The Azure Fabric Controller (FC) is the service which monitors, maintains and provisions machines to host the applications that we (the developer) create and store in the Microsoft cloud.
Previously I’ve helped define the word ‘fabric’ and in specific, discuss the details of the Azure Fabric and the Development Fabric. The Azure Fabric Controller is responsible for managing all the nodes and edges in the Azure Fabric, which is essentially servers (both provisioned and not), load balancers (usually hardware balancers), power-on automation devices, switches, routers, etc.
The Fabric Controller manages different devices in different ways. For example, hardware load balancers are supported through a driver model. Each balancer could be different hardware type, vendor, etc. Azure abstracts the communication by exposing the balancer through a custom driver for that specific model. However, how it manages powered-on servers is slightly different.
There is a special service that runs on all powered-on servers/instances and the Fabric Controller communicates with the server via this service. The service tracks two things: the ‘current state’ of the server and the ‘goal state’. A goal might be to run a worker instance, or it might also be to remain idle as part of the free inventory. The current state might be something like ‘initialising’ or ‘idle’. The Fabric Controller and the local service can then manage how the system gets to the goal state from the current state.
When an error occurs, the service detects the fault and changes the current state accordingly (something like ‘faulted’). Once again the Fabric Controller and the service can manage what’s required to get back to the goal state. This might mean a reboot, or perhaps reprovisioning the whole server. The Fabric Controller can take alternative options like provisioning another resource to host your instance.
This mechanism is quite useful in that repeat patterns of failures or hardware faults can be easily identified and a server can be marked as ‘inoperable’.
One of the key roles of the Fabric Controller is to provision resources based on the needs of the applications written by the developer. To manage this it has a declarative service model that defines exactly what is needed by the application. This model covers things like what roles the application performs and how those roles communicate, what operating system requirements there are (does it need IIS for example), how much CPU is needed, bandwidth required, etc. It can even specify what guest operating system to use, and if a dedicated box is required or if virtualisation is enough.

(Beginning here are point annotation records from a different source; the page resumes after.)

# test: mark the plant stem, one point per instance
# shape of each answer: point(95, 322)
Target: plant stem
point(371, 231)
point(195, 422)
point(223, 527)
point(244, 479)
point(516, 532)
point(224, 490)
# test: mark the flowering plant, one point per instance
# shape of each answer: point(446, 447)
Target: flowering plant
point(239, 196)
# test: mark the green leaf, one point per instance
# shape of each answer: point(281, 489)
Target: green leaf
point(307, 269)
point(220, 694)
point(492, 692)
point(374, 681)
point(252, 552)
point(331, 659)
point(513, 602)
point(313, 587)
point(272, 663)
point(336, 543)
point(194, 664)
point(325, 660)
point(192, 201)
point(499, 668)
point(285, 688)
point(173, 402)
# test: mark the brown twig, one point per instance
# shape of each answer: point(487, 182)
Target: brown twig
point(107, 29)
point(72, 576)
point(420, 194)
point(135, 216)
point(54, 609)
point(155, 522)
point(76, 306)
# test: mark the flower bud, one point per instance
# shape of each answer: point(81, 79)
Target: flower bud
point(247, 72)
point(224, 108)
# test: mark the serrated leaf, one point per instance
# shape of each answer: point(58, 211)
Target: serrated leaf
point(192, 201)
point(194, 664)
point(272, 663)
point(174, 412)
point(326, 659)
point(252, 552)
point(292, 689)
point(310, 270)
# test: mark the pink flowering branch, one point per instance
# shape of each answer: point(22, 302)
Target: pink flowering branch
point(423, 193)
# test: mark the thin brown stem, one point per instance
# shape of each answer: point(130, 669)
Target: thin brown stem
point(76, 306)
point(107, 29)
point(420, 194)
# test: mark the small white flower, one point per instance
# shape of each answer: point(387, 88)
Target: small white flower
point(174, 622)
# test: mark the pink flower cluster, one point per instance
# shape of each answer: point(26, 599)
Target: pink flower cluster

There is also some redundancy tolerance at the provisioning level, referred to as ‘fault domains’ and ‘update domains’. For example, you can specify that a particular application be distributed over 3 fault domains, meaning that your application will be located in different parts of the fabric such that server or switch failures will only bring down 1 instance. The Fabric Controller can model a certain amount of risk to sections of the fabric based on areas of single point of failure, and it uses these statistics when deploying your application into the fabric. This also applies to ‘update domains’ which essentially ensure that system updates that take services offline will affect your application 1 piece at a time, meaning you can ensure continuous availability.
When it comes time to provision a resource for your instance (being 1 instance of 1 role), the Fabric Controller will examine those specified requirements, and look through its inventory (fabric) for a resource that matches. It then changes the Goal State of the node and the provisioning process begins.
At this point you might be saying: “Hey, I can’t configure any of this stuff right now you liar!”. And you’d be right: as the developer we don’t yet have this fine grained control over how the Fabric Controller manages our applications. For the CTP, what we have been given is some templates instead, known to you and I as the Web and Worker Roles. However on the Azure side, these templates are translated into some predefined specifications around fault and upgrade domains, software requirements, and machine level resources. For example, these will always be a Server 2008 Enterprise running x64, 1.7Gb of RAM, and 250Gb disk space. In the future we will see more specific control become available, specifically to organisations who pursue an SLA route with Microsoft. We should see some of this later in the year (2009).
The Fabric Controller itself is highly redundant, with 5 to 7 replicas being available at any given time. The state of all the nodes in the fabric is replicated across all of these replicas to ensure that no matter which Fabric Controller is managing your particular node, its state tracking is 100% up to date. In the event that all Fabric Controller nodes go down, all existing services will still continue to run. However the provisioning and fault tolerance aspects will obviously be offline.
What I find really interesting is that the Fabric Controller replicas are all managed by a miniature version of Azure as well. This means that there is a service definition for the “Azure Fabric Controller” application which is deployed as a set number of instances, and has support for all the same kinds of fault and update domains. A new fabric controller can be provisioned automatically should there be failures, etc.
That’s about all I wanted to cover with the Fabric Controller. There’s a lot more to learn about how Azure manages its infrastructure, especially around deployment of host images and virtualised guests’ images. A future post perhaps.